An Associated Press story on August 25, 2004, reported on a new study which shows women who drink more than one sweetened soft drink a day are slightly more likely to develop diabetes than women who drink less than one a month. Researchers performed the study at Harvard University.
This soft drink study, was published in the August 24th 2004 issue of Journal of the American Medical Association and involved an analysis of information from a continuing health study of 51,603 female nurses.

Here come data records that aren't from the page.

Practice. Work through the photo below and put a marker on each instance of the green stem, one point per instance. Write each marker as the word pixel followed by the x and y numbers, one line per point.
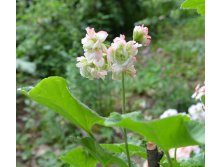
pixel 168 159
pixel 175 153
pixel 124 130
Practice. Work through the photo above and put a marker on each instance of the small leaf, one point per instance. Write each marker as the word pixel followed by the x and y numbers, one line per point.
pixel 120 148
pixel 194 4
pixel 53 92
pixel 171 132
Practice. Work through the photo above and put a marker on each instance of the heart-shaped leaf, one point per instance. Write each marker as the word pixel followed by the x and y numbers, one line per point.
pixel 53 92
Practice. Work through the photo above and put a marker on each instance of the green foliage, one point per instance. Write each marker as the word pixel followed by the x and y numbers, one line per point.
pixel 48 42
pixel 120 148
pixel 172 132
pixel 199 5
pixel 53 92
pixel 100 154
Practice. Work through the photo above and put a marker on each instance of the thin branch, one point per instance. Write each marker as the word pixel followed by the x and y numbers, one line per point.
pixel 153 155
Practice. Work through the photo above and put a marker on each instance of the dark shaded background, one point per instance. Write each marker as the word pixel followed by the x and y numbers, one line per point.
pixel 48 42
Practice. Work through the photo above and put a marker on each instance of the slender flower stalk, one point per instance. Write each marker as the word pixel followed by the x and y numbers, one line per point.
pixel 168 159
pixel 124 130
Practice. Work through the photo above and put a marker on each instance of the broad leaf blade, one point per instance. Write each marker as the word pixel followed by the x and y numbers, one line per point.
pixel 199 5
pixel 99 153
pixel 171 132
pixel 53 92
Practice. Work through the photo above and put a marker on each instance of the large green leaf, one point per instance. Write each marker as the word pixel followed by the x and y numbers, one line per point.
pixel 171 132
pixel 100 154
pixel 78 157
pixel 199 5
pixel 53 92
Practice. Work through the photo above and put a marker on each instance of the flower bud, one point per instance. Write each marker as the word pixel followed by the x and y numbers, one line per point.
pixel 93 46
pixel 122 54
pixel 140 35
pixel 89 70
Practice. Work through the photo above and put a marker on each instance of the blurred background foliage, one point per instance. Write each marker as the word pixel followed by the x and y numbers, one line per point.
pixel 49 40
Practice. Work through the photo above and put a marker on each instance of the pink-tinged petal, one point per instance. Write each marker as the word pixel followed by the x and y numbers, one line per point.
pixel 90 31
pixel 99 63
pixel 145 164
pixel 197 87
pixel 202 89
pixel 102 35
pixel 120 39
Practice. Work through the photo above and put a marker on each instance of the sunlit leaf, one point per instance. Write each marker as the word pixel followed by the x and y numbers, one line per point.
pixel 171 132
pixel 199 5
pixel 53 92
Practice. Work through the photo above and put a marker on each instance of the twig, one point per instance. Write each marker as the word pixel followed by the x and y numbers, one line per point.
pixel 153 155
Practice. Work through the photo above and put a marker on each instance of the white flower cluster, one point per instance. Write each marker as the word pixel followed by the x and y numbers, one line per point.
pixel 93 63
pixel 197 112
pixel 119 57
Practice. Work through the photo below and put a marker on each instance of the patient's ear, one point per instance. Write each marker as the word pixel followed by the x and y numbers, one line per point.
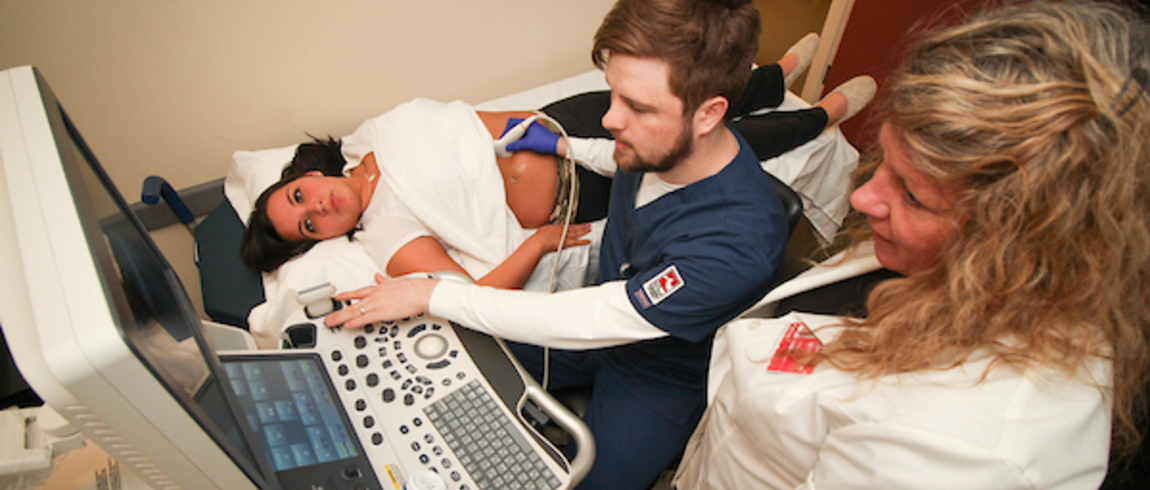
pixel 710 114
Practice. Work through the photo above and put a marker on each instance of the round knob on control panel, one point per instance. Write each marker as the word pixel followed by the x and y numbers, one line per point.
pixel 424 480
pixel 431 346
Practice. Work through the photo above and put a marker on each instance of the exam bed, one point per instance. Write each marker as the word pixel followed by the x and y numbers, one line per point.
pixel 814 177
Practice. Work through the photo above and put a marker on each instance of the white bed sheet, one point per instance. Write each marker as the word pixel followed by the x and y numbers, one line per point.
pixel 819 171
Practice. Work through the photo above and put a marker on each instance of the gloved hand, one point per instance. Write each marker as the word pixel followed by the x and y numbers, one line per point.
pixel 537 138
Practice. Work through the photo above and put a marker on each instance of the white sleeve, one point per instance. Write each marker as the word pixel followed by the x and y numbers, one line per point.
pixel 595 154
pixel 587 318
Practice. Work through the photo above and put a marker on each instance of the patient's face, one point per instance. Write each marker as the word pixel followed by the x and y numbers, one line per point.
pixel 645 117
pixel 315 207
pixel 911 215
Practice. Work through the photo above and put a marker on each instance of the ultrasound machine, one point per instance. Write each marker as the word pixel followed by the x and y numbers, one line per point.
pixel 102 330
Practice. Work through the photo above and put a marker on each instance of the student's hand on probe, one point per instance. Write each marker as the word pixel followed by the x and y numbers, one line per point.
pixel 538 138
pixel 388 300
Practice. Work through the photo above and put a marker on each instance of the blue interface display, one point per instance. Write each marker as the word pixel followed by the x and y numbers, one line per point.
pixel 290 406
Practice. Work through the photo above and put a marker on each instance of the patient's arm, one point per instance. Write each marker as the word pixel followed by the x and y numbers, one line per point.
pixel 427 254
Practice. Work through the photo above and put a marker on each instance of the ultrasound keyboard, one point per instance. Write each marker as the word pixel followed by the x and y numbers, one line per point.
pixel 428 397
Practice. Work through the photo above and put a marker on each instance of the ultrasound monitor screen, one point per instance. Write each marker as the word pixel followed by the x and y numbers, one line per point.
pixel 147 300
pixel 291 406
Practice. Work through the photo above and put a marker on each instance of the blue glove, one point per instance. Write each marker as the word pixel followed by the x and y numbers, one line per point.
pixel 538 138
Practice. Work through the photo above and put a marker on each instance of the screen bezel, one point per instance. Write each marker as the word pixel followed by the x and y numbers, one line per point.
pixel 63 131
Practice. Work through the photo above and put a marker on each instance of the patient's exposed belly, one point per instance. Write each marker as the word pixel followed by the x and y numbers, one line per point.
pixel 530 180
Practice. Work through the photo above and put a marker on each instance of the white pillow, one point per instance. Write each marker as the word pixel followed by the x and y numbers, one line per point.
pixel 251 173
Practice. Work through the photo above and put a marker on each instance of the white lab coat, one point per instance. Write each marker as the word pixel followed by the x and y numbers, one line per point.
pixel 768 426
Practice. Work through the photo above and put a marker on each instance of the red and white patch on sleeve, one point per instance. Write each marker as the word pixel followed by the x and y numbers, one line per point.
pixel 797 339
pixel 662 285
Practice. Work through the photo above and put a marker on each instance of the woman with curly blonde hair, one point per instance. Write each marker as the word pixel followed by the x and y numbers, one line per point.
pixel 1007 229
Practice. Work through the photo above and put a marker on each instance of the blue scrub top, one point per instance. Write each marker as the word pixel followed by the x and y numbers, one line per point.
pixel 692 259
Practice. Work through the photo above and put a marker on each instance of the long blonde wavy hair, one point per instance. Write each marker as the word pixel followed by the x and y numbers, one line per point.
pixel 1037 114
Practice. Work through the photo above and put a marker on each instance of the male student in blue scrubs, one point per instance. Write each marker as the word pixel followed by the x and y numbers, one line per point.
pixel 695 235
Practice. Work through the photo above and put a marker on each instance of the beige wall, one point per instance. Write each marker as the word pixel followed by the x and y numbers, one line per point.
pixel 174 87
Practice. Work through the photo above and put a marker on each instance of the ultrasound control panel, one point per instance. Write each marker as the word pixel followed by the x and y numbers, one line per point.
pixel 428 397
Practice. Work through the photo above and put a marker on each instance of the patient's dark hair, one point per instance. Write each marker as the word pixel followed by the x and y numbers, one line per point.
pixel 262 249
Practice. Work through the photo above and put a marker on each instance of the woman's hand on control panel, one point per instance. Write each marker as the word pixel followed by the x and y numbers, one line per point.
pixel 386 300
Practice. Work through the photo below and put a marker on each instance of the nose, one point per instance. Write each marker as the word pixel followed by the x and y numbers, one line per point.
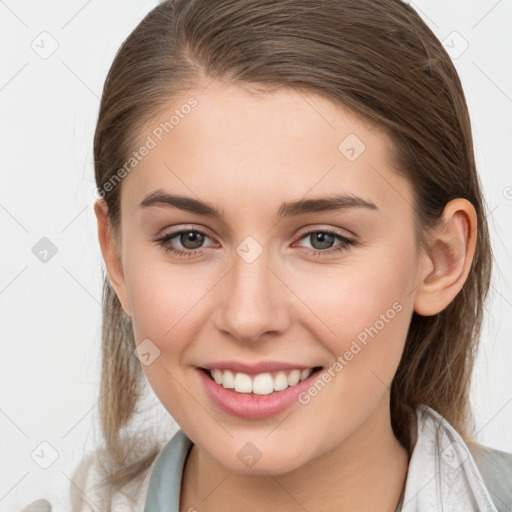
pixel 252 305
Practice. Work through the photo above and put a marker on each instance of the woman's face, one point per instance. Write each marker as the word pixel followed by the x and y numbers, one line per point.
pixel 310 262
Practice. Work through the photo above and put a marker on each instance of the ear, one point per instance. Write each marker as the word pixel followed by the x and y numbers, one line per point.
pixel 451 247
pixel 111 252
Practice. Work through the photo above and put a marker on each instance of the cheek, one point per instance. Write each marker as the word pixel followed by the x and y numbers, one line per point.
pixel 363 310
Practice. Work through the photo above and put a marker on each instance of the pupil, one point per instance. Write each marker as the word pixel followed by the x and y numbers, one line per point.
pixel 324 239
pixel 191 240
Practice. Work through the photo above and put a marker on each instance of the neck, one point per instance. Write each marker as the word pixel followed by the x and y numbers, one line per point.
pixel 366 471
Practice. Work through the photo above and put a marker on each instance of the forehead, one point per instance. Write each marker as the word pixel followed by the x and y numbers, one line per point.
pixel 264 148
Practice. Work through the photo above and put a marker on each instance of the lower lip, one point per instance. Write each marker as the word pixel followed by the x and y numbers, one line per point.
pixel 251 406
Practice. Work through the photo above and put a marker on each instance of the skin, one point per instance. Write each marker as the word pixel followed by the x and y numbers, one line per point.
pixel 247 154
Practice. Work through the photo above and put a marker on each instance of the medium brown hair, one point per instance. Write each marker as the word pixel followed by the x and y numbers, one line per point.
pixel 376 57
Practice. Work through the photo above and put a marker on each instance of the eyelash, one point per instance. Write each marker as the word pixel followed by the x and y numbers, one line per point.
pixel 345 243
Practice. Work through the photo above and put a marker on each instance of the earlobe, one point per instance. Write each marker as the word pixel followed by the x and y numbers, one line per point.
pixel 449 256
pixel 111 253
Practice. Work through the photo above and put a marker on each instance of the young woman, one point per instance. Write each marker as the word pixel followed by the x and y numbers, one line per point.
pixel 298 257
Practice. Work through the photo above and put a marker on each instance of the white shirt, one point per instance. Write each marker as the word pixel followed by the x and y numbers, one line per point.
pixel 443 475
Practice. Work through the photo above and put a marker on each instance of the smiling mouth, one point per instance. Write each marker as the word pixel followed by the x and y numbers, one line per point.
pixel 261 383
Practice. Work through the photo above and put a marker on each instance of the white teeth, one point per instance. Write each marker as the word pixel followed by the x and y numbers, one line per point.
pixel 261 384
pixel 243 383
pixel 228 379
pixel 294 377
pixel 280 382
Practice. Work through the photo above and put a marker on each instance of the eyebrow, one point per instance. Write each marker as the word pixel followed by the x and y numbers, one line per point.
pixel 289 209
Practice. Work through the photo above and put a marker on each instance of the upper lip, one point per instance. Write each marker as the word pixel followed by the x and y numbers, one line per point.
pixel 255 368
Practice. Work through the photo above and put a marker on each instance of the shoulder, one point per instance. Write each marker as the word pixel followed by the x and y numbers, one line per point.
pixel 495 466
pixel 91 492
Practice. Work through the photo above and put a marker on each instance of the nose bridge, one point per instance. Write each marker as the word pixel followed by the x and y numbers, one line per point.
pixel 253 304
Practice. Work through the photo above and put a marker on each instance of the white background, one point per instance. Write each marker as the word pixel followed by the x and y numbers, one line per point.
pixel 50 313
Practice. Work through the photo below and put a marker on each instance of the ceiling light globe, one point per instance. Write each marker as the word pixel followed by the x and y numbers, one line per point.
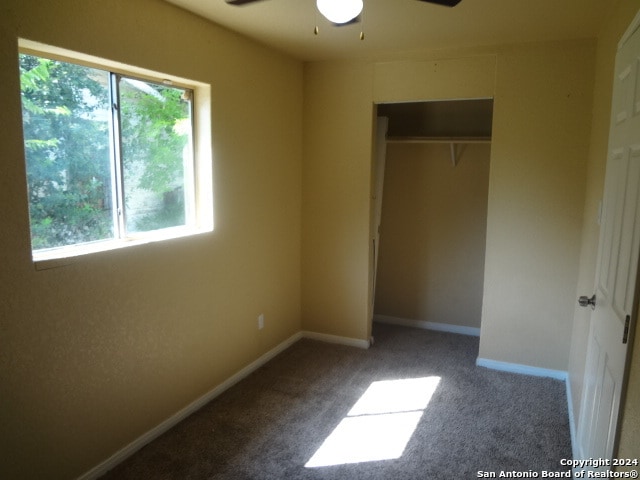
pixel 339 11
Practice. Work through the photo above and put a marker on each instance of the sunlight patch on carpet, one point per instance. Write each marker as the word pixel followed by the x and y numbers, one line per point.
pixel 379 425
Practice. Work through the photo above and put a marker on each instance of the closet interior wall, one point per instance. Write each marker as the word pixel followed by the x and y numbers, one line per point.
pixel 434 215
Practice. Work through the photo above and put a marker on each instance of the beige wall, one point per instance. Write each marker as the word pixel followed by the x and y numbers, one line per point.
pixel 434 217
pixel 96 353
pixel 613 27
pixel 542 115
pixel 338 136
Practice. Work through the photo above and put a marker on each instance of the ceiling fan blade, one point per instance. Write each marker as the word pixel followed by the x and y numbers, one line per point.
pixel 357 19
pixel 240 2
pixel 446 3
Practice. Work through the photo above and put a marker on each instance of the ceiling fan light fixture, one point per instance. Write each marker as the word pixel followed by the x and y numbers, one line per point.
pixel 339 11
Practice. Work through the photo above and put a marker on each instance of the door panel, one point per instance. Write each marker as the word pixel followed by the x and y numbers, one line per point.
pixel 617 263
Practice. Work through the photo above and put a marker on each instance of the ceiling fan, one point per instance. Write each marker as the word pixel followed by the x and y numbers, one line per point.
pixel 344 12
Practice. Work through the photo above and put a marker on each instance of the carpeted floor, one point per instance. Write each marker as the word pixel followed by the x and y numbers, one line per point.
pixel 272 423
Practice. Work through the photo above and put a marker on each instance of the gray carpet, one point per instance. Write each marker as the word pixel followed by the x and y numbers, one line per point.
pixel 270 425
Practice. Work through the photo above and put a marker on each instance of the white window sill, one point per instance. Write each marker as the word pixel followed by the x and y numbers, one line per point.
pixel 60 257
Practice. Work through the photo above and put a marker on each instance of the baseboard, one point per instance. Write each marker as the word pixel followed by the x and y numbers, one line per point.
pixel 176 418
pixel 325 337
pixel 440 327
pixel 521 369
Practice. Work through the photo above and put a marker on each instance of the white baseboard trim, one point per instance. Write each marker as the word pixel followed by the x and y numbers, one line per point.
pixel 440 327
pixel 148 437
pixel 522 369
pixel 325 337
pixel 572 421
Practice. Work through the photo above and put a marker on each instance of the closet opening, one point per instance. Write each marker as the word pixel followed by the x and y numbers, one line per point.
pixel 431 182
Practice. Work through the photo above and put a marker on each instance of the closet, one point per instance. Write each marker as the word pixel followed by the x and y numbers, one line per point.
pixel 433 169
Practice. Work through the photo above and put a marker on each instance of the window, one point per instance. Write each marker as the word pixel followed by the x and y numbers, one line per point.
pixel 112 157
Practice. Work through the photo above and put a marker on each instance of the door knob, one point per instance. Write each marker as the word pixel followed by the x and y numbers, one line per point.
pixel 585 301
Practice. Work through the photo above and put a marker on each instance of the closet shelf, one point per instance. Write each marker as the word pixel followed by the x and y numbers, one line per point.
pixel 452 141
pixel 438 139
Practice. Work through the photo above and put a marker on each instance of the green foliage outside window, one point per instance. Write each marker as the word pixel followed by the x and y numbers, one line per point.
pixel 71 144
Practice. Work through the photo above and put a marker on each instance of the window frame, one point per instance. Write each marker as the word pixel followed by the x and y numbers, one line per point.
pixel 202 169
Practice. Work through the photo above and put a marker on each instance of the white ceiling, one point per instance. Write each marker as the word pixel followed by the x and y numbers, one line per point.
pixel 392 26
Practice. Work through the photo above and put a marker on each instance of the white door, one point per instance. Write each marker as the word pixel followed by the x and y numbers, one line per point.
pixel 617 261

The Harvard researchers analyzed surveys filled out by the nurses in the years 1991, 1995 and 1999. These surveys detailed their eating habits, weight, physical activity and other health issues. The study showed that there were 741 new cases of type 2 diabetes during the span of time covered in the study.
Results showed that women who drank one or more sugar-sweetened soft drinks a day were twice as likely to develop diabetes as women who drank fewer than one a month. The researchers found that even when they considered such factors as weight, diet and lifestyle differences, women drinking sugary sodas were 1.3 times as likely to develop diabetes.
As expected there were many critics of the study. A trade group representing the soft drink industry said the study's conclusions were not scientifically sound and that the focus should be on the unhealthy lifestyles and weight gain that can lead to diabetes, not the soft drinks.
Dr. Walter Willett, one of the study's co-authors and chairman of the Department of Nutrition at the Harvard School of Public Health stated, "I think there is a very practical implication of this study, both for weight control and for type 2 diabetes — keep soda consumption low."
The study noted that drinking fruit juice was not associated with diabetes risk. It also noted that diet soft drinks were not statistically significant in this study, but sugared fruit punch showed similar results to sugared soda.